2009-01-23
The HTML tax (in Python, and in general)
The HTML tax is my name for all of those bits of verbosity that you have to include when you write straight HTML, as opposed to something more compact. What do I mean by that? Well, consider all of the things that you need for a well formed, standards compliant basic HTML web page these days.
A relatively minimal page needs a doctype, a <head> section with
a <title> and ideally a <meta> declaration for the charset, and
then the boilerplate of the <body> tag. If sensibly formatted (by
my standards) that is at least six lines before I get to do anything
more interesting than pass in the title text. After that comes a steady
drizzle of closing tags in the actual content, most of which are just
a distraction from what actually matters.

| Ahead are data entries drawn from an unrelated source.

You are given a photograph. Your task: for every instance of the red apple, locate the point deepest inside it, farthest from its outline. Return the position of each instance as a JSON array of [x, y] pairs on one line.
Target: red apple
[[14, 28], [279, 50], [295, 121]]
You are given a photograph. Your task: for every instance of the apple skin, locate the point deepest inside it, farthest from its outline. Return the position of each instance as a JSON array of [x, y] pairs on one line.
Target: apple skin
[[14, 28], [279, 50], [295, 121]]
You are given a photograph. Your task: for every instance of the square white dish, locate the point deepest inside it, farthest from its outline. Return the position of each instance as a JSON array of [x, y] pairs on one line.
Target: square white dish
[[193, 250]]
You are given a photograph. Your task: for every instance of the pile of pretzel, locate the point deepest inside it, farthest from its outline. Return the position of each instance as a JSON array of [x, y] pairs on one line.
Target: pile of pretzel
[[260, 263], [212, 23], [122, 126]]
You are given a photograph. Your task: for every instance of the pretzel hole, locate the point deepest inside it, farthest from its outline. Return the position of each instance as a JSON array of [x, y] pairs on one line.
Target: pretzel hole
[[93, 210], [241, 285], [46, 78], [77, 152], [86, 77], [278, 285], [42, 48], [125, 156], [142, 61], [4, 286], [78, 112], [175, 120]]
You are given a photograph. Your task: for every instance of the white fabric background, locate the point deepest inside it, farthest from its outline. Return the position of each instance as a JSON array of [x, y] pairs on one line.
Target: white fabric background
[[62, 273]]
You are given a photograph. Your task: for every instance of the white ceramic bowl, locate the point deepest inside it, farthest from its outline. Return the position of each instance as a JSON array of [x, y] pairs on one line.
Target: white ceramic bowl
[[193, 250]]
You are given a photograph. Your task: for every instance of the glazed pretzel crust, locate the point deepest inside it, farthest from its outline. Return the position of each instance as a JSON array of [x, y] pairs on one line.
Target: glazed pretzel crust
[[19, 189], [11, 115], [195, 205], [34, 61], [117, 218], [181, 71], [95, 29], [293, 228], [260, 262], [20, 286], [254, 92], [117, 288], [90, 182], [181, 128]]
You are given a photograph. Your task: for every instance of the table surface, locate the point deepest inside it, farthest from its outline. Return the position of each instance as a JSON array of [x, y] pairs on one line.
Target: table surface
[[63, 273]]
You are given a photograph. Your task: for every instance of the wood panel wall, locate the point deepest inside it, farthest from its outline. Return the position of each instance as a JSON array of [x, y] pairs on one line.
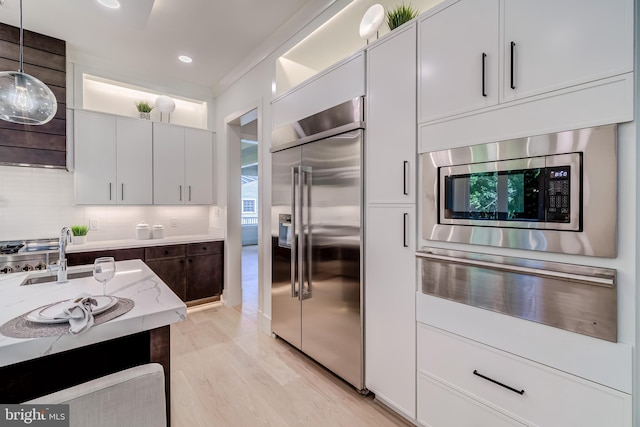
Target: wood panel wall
[[45, 59]]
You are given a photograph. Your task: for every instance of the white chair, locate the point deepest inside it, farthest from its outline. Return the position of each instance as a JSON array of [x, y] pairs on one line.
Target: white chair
[[133, 397]]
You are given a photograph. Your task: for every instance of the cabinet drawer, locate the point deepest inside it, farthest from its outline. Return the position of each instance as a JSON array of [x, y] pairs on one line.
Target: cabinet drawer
[[159, 252], [442, 406], [548, 397], [204, 248]]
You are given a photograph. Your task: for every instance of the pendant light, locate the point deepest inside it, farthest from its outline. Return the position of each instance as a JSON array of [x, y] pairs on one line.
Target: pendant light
[[23, 98]]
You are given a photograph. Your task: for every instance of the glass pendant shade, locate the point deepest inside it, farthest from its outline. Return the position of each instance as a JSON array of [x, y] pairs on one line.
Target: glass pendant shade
[[25, 99]]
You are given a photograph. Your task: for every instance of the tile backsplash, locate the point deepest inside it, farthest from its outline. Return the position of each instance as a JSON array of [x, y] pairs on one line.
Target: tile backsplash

Does the formatting of the HTML matter? Yes, absolutely; because this is directly embedded in your source code, it needs to be readable just like the rest of your source code. One of my issues with the HTML tax in Python specifically is that I think that sensible HTML formatting does not look very much like natural Python code formatting, so you have an appearance clash in your code; things change abruptly from style to style, interrupting the visual flow of your source. (Well, of my source.)
This isn't the end of it, because six lines is too much verbosity to
inline every time you want to produce a different HTML page. So you
rapidly start coming up with some way to pass around strings to be
put together with these six or so lines to make up your full error
pages or results pages. I think that this inevitably winds up being
templating via functions, where you call error("Thing A went wrong"),
error() wraps its string argument in your standard error blurb and
calls stdpage(bodyconts), stdpage() wraps its string argument in
your standard page boilerplate, and a large blob of HTML eventually
comes out the end.
Templating via functions is not bad, exactly (as long as you keep it simple enough), but the problem is that the HTML tax (and all of the structure that you've built to get around it) serves as a strong disincentive to deviate from the canned structure, even when it would make for better messages to the user. In other words, once you have a canned error routine, everything becomes a canned error. By contrast, by reducing the tax overhead, simple HTML generation systems encourage creating specialized HTML pages when you could use them, instead of relying on generic ones with some blanks filled in.
(To rephrase a previous entry, templating systems don't solve this problem because they (generally) don't make it much easier to create a new specialized 'template' than writing straight HTML.)